Can anyone explain why (and when) you should return something that's "convertible to bool" rather than simply returning a bool?

A: 

Maybe for performance? In C/C++ you can do an if statement on numbers (0 is false, anything else is true). Converting to a strict bool is an extra operation, which in many cases wouldn't be required.

I haven't actually used boost, so that's just a guess, but it seems like a reasonable one to me.

Herms
+10  A: 

bools are promotable to ints and can participate in arithmetic operations. This is often not the desired outcome, when a value should just be used for truth testing.

A convertible-to-bool is usually something like a void*, where the null pointer is false, and anything else is true, and yet can't be used for arithmetic operations.

Chris Jester-Young
+19  A: 

“convertible to bool” simply means anything which can meaningfully be used in a boolean context (e.g. in an if condition). This makes sense in implicit conversions. Imagine an object which you want to use in a boolean context, e.g. std::fstream:

ifstream ifs("filename");
while (ifs >> token)
    cout "token " << token << " read." << endl;

Here, ifs is convertible to boolean. Well, actually, it isn't. Rather, it is convertible to something that, in turn, is convertible to bool. This is to prevent such statements:

int b = ifs;

The reasoning is that such a statement is most probably not intended and the compiler should therefore prevent it. By returning a “convertible to bool” rather than a bool, this is achieved because two user-defined implicit conversions can't be chained in one expression.

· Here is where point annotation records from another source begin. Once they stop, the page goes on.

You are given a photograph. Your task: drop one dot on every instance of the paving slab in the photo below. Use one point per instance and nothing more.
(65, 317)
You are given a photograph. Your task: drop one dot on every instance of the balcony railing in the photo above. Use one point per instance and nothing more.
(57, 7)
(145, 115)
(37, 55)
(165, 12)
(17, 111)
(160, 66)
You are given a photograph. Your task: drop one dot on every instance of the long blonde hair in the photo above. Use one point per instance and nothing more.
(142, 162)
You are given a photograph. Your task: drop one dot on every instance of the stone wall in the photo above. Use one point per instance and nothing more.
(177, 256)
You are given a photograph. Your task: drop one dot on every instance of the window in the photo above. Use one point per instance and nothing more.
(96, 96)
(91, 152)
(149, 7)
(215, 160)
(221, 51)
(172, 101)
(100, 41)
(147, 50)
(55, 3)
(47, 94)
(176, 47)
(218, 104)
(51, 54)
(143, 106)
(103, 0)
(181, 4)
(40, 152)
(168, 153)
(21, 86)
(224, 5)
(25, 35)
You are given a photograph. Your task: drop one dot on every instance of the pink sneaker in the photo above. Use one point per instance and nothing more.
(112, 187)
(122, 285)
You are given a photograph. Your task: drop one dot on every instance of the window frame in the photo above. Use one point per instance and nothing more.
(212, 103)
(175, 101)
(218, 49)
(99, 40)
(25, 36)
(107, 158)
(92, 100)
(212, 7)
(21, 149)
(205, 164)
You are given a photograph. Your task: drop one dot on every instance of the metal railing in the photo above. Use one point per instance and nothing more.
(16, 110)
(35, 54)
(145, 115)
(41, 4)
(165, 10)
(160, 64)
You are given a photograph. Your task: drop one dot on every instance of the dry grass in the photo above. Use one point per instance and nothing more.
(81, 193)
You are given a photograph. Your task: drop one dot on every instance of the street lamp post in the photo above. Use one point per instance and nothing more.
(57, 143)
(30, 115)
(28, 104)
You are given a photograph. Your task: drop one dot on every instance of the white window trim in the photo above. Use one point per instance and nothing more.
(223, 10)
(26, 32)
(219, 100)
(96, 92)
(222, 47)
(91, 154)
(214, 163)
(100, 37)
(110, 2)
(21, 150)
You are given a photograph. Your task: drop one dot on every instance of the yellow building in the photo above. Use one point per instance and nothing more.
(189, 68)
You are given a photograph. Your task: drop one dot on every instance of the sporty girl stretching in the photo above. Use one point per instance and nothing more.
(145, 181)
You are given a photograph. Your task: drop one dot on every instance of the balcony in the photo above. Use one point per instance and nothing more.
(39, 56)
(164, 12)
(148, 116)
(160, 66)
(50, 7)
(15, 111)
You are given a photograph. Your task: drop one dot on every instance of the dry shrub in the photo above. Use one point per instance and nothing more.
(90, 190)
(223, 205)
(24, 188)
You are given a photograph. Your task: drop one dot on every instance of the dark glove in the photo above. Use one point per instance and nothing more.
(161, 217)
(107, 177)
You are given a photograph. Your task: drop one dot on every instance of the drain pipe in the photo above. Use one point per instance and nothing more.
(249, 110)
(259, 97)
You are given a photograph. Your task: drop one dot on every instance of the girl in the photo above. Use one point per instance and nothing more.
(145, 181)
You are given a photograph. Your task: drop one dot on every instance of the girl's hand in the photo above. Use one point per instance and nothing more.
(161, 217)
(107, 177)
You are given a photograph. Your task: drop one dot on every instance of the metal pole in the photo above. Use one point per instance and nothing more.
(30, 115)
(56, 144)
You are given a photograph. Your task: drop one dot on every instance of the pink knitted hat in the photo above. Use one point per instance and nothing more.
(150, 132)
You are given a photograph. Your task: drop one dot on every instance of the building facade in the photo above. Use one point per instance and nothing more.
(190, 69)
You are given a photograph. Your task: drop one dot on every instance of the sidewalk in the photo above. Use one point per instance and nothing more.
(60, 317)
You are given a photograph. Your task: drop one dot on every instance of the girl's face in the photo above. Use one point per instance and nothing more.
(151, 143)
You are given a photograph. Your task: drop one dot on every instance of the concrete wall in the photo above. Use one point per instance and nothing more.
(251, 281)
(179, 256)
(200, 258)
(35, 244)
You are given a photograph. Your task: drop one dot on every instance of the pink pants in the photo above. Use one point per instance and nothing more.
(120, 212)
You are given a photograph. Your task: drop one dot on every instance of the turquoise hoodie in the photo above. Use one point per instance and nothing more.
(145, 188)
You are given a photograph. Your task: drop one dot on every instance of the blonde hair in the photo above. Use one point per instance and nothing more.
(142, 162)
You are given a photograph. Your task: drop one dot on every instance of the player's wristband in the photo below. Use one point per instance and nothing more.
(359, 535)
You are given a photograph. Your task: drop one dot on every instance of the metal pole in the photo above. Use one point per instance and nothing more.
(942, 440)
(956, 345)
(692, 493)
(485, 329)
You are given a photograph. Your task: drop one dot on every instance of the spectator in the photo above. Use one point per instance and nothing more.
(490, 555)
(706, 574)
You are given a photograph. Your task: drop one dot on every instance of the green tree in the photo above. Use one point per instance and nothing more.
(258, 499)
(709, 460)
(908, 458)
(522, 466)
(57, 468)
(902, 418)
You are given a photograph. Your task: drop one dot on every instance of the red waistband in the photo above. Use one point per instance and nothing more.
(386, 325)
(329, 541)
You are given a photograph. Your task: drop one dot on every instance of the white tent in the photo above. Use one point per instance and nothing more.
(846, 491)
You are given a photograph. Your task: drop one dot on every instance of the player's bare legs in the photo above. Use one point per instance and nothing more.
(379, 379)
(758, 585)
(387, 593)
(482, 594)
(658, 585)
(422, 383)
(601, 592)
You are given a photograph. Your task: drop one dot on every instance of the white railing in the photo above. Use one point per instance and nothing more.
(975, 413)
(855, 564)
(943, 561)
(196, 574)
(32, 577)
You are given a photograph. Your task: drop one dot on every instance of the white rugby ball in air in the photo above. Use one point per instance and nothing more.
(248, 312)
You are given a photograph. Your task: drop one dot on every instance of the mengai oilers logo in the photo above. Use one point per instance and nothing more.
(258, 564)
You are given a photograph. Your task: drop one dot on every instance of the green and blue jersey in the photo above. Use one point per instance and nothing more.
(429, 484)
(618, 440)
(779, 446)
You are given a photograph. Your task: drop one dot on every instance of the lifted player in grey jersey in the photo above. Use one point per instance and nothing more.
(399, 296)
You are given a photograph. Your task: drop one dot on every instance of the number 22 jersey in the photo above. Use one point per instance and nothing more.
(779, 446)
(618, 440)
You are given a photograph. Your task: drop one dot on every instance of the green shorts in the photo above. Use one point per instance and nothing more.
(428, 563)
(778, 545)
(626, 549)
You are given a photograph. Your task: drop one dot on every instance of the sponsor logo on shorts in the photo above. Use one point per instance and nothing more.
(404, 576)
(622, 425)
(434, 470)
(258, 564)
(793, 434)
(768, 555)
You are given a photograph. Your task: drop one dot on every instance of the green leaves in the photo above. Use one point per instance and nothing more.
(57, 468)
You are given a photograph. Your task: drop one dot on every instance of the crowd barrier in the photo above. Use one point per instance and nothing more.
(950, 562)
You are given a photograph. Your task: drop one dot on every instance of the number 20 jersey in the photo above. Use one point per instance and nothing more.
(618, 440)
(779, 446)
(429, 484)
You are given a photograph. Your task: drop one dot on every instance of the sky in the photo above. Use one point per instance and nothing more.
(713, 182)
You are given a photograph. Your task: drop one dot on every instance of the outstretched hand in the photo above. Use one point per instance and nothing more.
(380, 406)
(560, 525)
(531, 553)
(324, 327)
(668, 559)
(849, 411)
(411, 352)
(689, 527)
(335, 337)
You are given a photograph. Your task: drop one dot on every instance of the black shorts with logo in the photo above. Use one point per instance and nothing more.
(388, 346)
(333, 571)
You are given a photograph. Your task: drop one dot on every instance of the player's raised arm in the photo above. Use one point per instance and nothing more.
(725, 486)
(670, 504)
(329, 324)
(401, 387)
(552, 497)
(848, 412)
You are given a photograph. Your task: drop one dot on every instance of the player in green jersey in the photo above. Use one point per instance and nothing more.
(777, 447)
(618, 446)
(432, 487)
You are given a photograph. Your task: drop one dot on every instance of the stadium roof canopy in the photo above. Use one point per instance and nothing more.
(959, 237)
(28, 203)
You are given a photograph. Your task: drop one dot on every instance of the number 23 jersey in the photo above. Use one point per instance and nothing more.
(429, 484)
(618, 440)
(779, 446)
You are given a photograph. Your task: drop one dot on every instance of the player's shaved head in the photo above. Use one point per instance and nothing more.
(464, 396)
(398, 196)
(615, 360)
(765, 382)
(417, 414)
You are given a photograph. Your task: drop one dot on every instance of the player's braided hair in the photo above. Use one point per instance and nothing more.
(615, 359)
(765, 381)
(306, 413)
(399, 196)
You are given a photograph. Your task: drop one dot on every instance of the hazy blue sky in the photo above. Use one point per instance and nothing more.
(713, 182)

In this context, you might want to look up the safe bool idiom. Chris has already alluded to one possible implementation, using void* as a return type. Usually, the this pointer is then used to represent true. This is what gets used by the STL. However, this is unfortunately still flawed. Several alternatives have been proposed (neatly wrapped up in the article I've linked above) and as far as I know, have also been included into C++0x for consideration. I'm not aware of the current status of these proposals, though.

Konrad Rudolph
That's the article I hadn't been able to find. Thanks!
Head Geek
The current status is explicit conversion operators, which make the safe bool idiom superfluous.
Sebastian Redl
@Sebastian, does it? Will "if (f)" call the explicit operator bool() or will you need "if (bool(f))"? It's not like the standard defines the parameter for if as being a bool, merely convertible to bool.
jmucchiello
@jmucchiello: yes it does indeed. It’s the expressed intent of this amendment to address the current shortcomings in the context of condition expressions. For that purpose, the context of e.g. `if(cond)` will count as an explicit conversion, without the need to write it as such.